Netflix Users Can Binge All The Jaws Movies In One Place This Month
Unlike "Halloween," "The Exorcist," "Alien," or "The Texas Chain Saw Massacre," "Jaws" is the rare iconic '70s horror franchise that has yet to see any sort of revival in the 21st century ... mostly because Steven Spielberg himself has gone all Quint with a baseball bat on Universal's attempts to reboot it. But more than that, Spielberg's original 1975 hit (itself based on Peter Benchley's pulpy 1974 best-selling novel) never really lent itself to being a franchise in the first place. There aren't any supernatural entities or unexplained other-worldly encounters in Spielberg's classic adventure, nor does it end with Bruce the shark flailing his fins and dancing a merry jig. It's not what one would call the most scientifically-accurate work of Sharksploitation to ever hit the big screen, but it is a grounded story with a clear-cut beginning and ending.
Nevertheless, "Jaws" was the recipient of three sequels back in the 20th century, none of which were directed by Spielberg. First, there was "Jaws 2" in 1978, which had several "Jaws" actors reprising their roles from the first film, with "Jaws" co-writer Carl Gottlieb working on the script. Then came 1983's "Jaws 3-D," a film that began as a parody written by none other than John Hughes (!) and titled "Jaws 3, People 0," prior to being restyled as a (sort of) more serious follow-up.
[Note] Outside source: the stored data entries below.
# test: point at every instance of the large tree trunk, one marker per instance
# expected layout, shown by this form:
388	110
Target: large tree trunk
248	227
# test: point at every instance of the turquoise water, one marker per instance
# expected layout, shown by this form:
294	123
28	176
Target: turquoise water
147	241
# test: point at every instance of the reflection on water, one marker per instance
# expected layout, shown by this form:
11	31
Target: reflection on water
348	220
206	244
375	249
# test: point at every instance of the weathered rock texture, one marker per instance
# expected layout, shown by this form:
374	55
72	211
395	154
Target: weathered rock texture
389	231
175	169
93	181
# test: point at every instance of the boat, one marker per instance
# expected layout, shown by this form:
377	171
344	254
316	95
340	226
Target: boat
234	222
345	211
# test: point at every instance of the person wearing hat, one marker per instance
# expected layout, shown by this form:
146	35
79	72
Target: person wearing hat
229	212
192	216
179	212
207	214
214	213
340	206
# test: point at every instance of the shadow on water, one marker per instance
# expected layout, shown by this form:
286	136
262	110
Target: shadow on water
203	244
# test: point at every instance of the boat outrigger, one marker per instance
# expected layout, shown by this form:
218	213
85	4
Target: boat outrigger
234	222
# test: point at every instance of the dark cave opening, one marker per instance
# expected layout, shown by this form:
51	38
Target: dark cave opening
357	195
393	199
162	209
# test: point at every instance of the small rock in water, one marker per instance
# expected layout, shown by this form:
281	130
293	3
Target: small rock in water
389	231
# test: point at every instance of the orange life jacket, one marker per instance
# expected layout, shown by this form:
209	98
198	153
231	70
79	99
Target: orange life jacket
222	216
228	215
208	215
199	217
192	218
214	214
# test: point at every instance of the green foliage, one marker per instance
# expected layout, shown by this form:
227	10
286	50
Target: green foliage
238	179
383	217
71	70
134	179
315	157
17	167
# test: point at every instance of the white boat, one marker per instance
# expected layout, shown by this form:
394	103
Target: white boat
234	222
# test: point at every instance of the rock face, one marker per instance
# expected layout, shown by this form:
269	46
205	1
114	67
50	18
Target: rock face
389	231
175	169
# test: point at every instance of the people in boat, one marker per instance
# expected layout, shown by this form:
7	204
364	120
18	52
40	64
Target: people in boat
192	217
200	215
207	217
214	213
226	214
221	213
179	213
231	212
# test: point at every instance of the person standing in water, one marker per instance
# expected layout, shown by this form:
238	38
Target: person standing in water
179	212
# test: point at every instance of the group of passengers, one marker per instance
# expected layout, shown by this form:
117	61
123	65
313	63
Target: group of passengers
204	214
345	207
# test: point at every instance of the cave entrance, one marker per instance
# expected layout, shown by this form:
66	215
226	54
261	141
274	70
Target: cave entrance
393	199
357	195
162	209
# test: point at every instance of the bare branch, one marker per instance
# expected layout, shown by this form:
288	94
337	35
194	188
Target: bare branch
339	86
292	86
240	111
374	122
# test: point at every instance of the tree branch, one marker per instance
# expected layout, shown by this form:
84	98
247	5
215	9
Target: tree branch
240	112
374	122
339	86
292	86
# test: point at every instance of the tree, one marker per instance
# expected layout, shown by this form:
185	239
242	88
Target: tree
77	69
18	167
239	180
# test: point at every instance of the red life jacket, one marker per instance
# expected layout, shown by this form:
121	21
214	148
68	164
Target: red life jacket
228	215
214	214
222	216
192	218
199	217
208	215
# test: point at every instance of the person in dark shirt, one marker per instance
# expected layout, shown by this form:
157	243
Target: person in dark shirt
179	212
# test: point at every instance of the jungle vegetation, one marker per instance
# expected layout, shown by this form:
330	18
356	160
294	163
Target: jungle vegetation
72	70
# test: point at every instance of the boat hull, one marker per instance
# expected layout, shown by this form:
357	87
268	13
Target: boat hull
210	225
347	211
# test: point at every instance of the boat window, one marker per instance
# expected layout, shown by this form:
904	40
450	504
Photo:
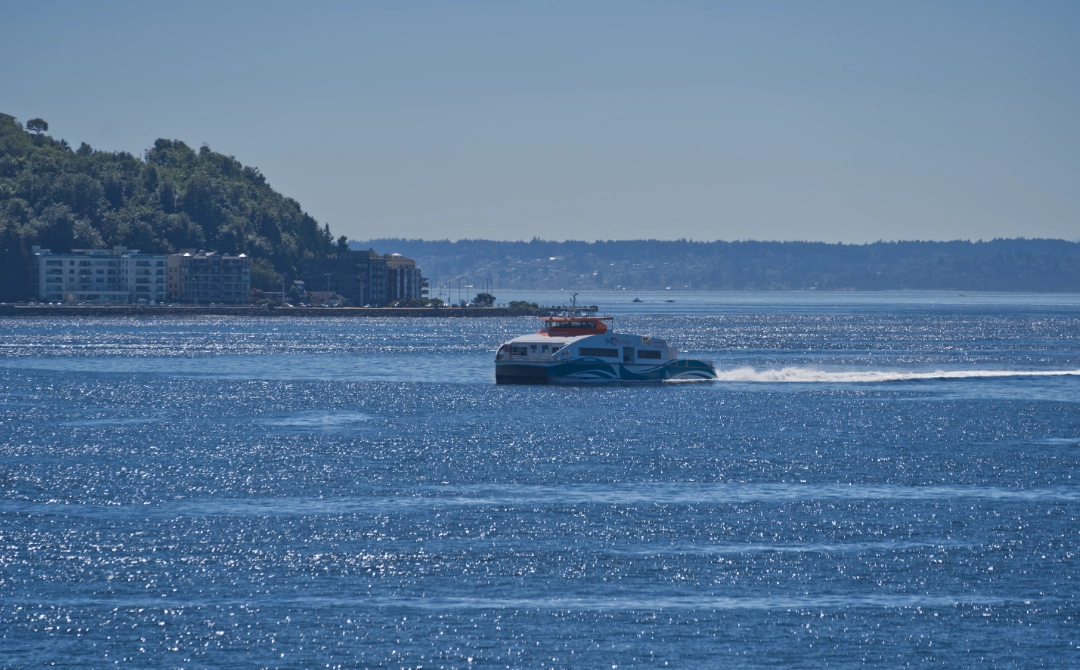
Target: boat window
611	353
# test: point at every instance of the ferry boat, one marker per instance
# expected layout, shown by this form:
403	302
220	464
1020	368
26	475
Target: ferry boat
579	347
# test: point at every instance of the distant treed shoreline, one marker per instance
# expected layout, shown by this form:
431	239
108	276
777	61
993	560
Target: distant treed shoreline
996	265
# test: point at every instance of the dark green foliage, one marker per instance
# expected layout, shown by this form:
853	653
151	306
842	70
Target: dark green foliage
175	199
998	265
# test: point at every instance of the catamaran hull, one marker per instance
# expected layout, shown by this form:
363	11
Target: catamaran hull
578	372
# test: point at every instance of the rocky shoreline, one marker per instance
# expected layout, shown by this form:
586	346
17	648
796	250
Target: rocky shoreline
153	311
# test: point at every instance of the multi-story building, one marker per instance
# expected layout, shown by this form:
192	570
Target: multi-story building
100	276
365	277
210	277
404	280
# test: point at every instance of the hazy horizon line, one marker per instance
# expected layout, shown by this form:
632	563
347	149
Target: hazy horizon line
691	240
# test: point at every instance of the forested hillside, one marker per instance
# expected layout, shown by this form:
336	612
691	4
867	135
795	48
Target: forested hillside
173	198
997	265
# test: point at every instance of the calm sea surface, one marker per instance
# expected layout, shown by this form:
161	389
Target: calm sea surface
880	479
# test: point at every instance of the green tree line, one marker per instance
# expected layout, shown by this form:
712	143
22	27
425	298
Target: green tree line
172	198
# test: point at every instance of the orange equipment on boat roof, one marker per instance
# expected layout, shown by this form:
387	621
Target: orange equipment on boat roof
571	326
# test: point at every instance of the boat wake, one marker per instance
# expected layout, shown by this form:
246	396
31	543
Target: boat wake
805	375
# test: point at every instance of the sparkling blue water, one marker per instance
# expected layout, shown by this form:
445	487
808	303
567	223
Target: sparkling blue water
881	479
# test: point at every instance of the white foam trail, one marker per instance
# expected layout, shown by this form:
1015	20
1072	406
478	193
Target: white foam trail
810	375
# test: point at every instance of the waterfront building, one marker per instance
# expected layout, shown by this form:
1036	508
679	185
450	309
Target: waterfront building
365	277
98	276
404	281
208	277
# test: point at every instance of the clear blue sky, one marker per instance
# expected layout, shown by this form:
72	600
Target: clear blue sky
834	121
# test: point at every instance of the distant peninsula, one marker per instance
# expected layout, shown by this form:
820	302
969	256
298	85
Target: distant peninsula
997	265
173	198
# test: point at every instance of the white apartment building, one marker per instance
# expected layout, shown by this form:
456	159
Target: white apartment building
99	276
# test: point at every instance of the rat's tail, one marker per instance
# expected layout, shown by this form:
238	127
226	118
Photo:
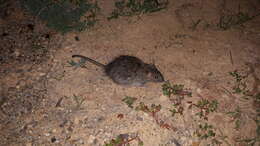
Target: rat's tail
89	59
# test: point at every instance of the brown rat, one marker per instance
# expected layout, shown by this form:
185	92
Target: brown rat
129	70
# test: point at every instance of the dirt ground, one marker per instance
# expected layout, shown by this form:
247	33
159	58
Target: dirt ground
41	94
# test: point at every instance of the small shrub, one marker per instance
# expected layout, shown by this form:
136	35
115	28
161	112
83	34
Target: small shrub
63	15
135	7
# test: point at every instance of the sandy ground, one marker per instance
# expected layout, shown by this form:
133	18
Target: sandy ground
199	58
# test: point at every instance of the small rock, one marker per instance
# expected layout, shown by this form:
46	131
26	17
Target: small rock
91	139
28	144
199	90
163	98
53	139
139	118
42	74
47	134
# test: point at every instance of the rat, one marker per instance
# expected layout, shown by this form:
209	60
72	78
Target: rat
128	70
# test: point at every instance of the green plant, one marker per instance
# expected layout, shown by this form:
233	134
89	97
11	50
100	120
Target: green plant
123	139
129	101
177	110
205	106
240	84
169	90
236	115
77	64
229	20
205	131
63	15
135	7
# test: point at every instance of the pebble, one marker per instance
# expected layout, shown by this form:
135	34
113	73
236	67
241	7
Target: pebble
91	139
163	98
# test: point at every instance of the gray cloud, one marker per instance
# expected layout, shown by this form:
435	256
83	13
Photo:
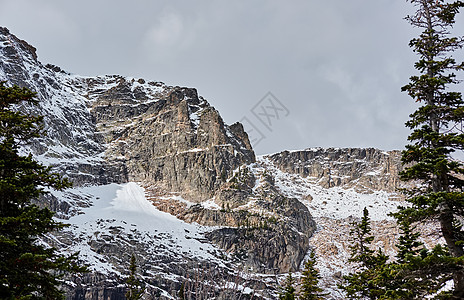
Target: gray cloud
336	65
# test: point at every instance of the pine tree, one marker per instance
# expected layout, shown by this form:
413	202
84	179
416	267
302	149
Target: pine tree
370	279
134	287
28	269
288	291
309	282
436	133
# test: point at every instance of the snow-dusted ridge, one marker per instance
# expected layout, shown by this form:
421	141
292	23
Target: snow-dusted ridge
124	207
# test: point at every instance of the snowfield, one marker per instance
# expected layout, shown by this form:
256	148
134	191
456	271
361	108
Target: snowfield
125	207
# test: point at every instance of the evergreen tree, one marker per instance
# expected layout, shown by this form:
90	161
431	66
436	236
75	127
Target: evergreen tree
28	269
309	282
288	291
370	279
436	133
134	287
Finally, there was the 1987 brand killer "Jaws: The Revenge," a critically lambasted sequel that was responsible for giving us arguably the best cheesy tagline of the '80s ("This time, it's personal"), as well as the greatest Michael Caine quote of all time.
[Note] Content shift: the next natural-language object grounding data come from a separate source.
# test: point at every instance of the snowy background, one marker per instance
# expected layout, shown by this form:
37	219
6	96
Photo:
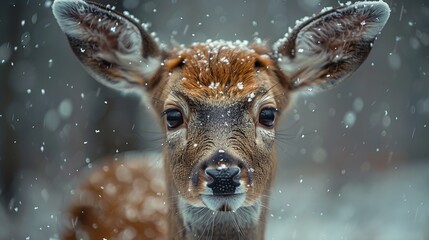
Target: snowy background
353	161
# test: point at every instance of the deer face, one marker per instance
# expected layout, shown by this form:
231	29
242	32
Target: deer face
219	102
220	112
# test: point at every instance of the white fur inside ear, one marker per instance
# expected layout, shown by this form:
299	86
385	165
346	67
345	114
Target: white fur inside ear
379	11
64	10
334	38
116	40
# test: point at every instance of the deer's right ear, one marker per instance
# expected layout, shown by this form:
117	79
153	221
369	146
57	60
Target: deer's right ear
114	48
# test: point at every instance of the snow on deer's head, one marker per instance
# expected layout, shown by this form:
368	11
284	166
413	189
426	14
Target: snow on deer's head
219	102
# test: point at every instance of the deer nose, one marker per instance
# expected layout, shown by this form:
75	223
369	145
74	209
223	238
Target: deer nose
223	180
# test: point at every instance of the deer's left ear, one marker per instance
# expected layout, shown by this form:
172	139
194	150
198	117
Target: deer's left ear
325	49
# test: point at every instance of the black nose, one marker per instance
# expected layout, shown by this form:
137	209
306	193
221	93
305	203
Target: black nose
223	180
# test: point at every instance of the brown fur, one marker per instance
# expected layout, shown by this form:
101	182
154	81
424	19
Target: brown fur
220	90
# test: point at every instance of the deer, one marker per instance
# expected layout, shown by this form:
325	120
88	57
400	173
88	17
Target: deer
218	104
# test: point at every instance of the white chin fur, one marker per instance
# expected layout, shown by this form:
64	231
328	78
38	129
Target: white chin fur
232	202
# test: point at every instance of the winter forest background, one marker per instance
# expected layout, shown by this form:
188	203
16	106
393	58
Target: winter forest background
353	161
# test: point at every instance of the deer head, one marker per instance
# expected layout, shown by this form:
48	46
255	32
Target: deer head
219	102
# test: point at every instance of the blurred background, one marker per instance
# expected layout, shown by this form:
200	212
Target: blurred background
353	161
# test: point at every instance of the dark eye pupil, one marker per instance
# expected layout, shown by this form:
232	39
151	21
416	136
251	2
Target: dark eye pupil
267	117
174	118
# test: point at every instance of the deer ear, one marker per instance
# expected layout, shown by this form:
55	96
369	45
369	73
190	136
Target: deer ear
323	50
114	48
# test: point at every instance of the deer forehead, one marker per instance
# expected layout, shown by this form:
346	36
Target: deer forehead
221	71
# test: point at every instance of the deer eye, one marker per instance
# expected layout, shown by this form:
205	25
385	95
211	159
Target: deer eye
174	118
267	116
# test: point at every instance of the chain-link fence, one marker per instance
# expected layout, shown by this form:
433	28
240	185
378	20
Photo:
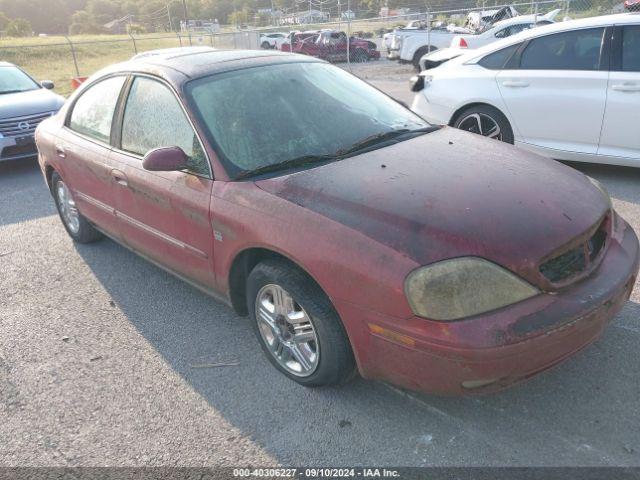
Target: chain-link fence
62	58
If you're morbidly curious about the "Jaws" sequels but have never sat down and watched them, you're in luck! All three are streaming on Netflix in September 2023, along with Spielberg's original.
All this machine does is swim and eat and make little shark sequels, and that's all
I'm going to go out on a limb and assume that everyone reading this already knows the plot of "Jaws." As yours truly recently wrote about the film, "48 years and who knows how many inferior knockoffs later, Steven Spielberg's OG summer blockbuster remains the golden standard that other summer tentpoles aspire to. But as thrilling as it is to watch Bruce the shark terrorize the beachgoers of Amity Island, it's the human drama in between the bloodshed that keeps me coming back to Spielberg's classic."
The "Jaws" sequels would increasingly shift their focus away from "Jaws" protagonist Martin Brody (Roy Scheider) and onto the other members of his family, hitting upon the same concerns about bureaucracies and their habit of prioritizing their bottom line over the sanctity of human life as Spielberg's original film, to diminishing effect. That and a combination of increasingly bad writing and cheap filmmaking is the reason why most people would tell you the series only got worse the further along it went. At the same time, the sequels do have their redeeming qualities, like how "Jaws 2" examines Brody's trauma from the events of the first film and how the people around him neglect to take his fears seriously. "Jaws: The Revenge" gave his wife Ellen (Lorraine Gary) a similarly compelling arc ... you know, in between a storyline that, at some point during its development, involved magical witch doctors and possessed sharks.
Perhaps the "Jaws" franchise is best left exactly where it is: To be casually binged on Netflix by those who just can't get enough of hapless people accidentally becoming lunch for the hungry Great White Sharks of the ocean.